A former nuclear base built underground in the world’s largest man-made cave during the Cold War has opened to the public in China, giving tourists the opportunity to explore the inner workings of the gigantic plant.
Built in Chongqinq in southwest China, the 816 Nuclear Military Plant is the largest of its kind in the world. Construction began on the plant in 1966, with work ongoing for 17 years before it was shut down by the Central Military Commission. The huge 104,000 square metre structure opened for tours to the public this month, offering a glimpse into the previously private base.
The cave was designed and constructed to withstand thousands of dynamite explosives, as well as magnitude eight earthquakes, with more than 60,000 soldiers taking part in the construction. Next month, veterans that took part in the building will be invited to visit the plant during a special tourism trade fair.

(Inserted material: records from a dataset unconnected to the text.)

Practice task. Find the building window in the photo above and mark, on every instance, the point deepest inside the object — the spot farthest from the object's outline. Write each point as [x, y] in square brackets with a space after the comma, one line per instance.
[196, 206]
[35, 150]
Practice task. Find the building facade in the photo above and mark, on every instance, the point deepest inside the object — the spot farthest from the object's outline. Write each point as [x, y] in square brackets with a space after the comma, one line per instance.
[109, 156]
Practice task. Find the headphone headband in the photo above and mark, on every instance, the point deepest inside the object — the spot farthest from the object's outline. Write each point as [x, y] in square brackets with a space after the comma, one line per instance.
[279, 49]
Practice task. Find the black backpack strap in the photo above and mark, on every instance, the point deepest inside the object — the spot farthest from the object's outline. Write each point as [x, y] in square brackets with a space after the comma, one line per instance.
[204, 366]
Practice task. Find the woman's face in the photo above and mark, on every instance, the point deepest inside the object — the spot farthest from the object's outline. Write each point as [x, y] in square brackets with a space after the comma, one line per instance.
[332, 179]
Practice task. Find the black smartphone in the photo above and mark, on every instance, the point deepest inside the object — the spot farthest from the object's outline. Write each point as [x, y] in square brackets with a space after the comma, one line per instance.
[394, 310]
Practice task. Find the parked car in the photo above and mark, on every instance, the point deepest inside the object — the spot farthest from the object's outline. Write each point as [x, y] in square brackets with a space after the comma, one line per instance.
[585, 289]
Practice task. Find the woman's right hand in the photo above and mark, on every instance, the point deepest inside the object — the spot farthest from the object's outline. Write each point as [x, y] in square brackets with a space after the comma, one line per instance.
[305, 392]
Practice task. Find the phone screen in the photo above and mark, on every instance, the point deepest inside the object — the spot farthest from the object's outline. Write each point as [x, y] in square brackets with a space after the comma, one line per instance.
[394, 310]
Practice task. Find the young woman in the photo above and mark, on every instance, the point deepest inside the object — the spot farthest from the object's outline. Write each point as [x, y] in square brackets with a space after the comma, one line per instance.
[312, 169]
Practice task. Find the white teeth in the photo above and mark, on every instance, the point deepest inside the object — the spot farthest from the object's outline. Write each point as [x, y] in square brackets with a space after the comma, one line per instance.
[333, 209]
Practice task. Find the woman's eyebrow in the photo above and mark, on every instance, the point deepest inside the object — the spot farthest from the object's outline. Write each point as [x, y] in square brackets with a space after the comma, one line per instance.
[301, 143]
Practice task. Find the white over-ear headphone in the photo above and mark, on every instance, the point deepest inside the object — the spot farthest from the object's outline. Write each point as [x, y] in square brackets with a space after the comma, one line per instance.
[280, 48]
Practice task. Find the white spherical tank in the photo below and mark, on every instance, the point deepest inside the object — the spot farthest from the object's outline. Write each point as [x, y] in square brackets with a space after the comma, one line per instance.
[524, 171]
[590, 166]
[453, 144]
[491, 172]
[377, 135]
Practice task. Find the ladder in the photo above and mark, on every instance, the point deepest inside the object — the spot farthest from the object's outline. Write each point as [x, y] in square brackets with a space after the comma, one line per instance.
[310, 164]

Exhibitions at the base include a selection of historical photos showing the plant as it once was, while different cavernous rooms and caves lit in a range of haunting colours are available for viewing. Certain areas of the gigantic structure are open to domestic tour groups at present, with plans in place for other areas to be unveiled and included in tours in the future.
Since opening its doors to the Chinese public, local residents have shown a keen interest in visiting the nuclear base. Plans are in place for the local government to work with travel agencies to promote the site for local tourism in the future.